I want to tell you what he said about happiness. He said he was happy to have such good friends and a good family (including grandchildren who were there, whom he named because children like that). He said those whom we should most avoid are those who think they know what we need to be happy (I thought of totalitarian regimes). He said that for each of us, we must look after our own happiness. He said that because he was happy, he was also doing the rest of us a favor because we need not be responsible for his happiness. “I am happy as a favor to you.” We laughed at the logic of that, which felt familiar even as it felt novel to hear it put that way. He said he loves his work so much he wonders how anyone does anything else.
He was asked how he met some of his friends in the room. Each, surprisingly but not so as you will recognize, was a chance meeting. He met one in Switzerland on the street because they each noticed they were not Swiss (he said their shoes gave them away). They got talking, discovered they were both named Murray, and then arranged to room together, which lasted four years in medical school. He and his wife met a couple from Italy on a train in Europe at one time, and they have been visiting each other since.

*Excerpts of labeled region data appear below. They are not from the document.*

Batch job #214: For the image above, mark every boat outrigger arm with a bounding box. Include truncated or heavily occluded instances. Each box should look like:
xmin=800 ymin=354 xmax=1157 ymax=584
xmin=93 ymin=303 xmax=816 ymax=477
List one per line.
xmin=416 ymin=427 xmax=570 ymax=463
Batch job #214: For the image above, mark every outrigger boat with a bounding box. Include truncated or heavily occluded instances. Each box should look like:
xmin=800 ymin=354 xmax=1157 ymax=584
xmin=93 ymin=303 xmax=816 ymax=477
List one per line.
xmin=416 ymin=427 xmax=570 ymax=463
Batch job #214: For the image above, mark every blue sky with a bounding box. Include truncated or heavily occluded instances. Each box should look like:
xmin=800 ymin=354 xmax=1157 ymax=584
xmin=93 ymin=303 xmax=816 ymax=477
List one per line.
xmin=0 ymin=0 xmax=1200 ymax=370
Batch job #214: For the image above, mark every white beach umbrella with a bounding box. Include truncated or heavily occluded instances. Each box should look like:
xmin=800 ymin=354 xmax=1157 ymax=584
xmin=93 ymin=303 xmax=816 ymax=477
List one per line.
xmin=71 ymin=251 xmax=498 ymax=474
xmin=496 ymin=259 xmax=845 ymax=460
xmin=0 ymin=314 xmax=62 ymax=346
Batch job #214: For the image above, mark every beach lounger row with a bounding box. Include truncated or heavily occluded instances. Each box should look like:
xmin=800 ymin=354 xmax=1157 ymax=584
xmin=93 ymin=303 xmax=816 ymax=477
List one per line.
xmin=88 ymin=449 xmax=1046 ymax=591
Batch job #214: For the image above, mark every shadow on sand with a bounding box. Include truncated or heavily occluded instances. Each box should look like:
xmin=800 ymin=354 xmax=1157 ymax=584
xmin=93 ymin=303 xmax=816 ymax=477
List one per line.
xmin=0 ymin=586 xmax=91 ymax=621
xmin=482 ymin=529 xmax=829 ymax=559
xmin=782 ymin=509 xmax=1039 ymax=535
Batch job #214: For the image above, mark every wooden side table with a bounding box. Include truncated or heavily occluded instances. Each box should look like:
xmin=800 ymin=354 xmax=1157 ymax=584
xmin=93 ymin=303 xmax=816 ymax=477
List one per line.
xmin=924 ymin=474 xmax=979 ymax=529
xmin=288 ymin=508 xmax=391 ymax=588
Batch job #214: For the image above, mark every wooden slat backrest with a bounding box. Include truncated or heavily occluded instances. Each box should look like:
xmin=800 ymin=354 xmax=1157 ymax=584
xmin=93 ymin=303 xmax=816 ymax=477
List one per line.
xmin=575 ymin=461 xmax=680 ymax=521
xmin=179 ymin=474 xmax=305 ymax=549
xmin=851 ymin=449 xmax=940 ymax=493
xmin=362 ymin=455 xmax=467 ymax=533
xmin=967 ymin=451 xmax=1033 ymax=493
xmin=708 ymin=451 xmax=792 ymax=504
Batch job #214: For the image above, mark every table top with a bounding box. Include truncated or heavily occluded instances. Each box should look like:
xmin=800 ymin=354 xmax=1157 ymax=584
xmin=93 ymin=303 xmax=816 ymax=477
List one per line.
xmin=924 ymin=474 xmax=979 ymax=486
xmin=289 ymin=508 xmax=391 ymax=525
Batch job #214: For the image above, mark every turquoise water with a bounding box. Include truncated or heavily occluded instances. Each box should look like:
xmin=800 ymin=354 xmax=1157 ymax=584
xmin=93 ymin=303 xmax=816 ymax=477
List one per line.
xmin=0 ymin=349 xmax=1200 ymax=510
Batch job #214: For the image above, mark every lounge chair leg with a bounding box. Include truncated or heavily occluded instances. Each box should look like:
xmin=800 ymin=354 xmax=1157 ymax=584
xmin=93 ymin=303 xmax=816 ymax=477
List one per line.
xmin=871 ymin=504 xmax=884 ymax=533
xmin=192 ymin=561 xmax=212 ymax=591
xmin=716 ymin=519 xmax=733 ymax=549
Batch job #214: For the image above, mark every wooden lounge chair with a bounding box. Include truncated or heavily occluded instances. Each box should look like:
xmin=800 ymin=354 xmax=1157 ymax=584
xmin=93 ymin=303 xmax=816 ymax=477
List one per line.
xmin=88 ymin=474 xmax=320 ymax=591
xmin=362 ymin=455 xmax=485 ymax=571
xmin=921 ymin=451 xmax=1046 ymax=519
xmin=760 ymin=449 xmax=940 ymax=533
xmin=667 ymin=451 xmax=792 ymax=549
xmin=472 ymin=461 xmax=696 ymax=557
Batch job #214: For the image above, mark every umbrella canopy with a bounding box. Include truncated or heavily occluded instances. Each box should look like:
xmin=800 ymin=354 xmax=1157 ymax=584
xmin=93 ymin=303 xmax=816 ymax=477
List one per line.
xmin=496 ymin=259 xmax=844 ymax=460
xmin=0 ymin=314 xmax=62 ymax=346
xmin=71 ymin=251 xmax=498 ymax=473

He stopped about 15 minutes later with a loud singing of happy birthday. All the time he talked it was about him but in a most generous way it was not about him; it was about us as he stood there before us, talking briefly about his life. I kept thinking of that exchange: “Nice to see you.” The reply: “Nice to be seen.” His brother in law said some touching things, and his old friends quibbled with him about some of the facts in the stories about them. We returned to our food and table talk.
Afterwards, I told Murray I admired him for his friendships. With his wry but wise humor he said, “Because I make friends slowly, I hold fast to the ones I have.” And they to him, clearly. We must admit we do like witnesses to our lives, our whole lives. I do not know if this is much of a story from your point of view, but I do know that Murray’s presence at his table and in the room will stay with me for a while. His generous relationship to himself, to life, and to all of us in the room was his gift to us on his birthday. Our being in that room as witnesses on this day in his life was our gift to him. Likewise for us in TD, I like to think. See you around the courtyard.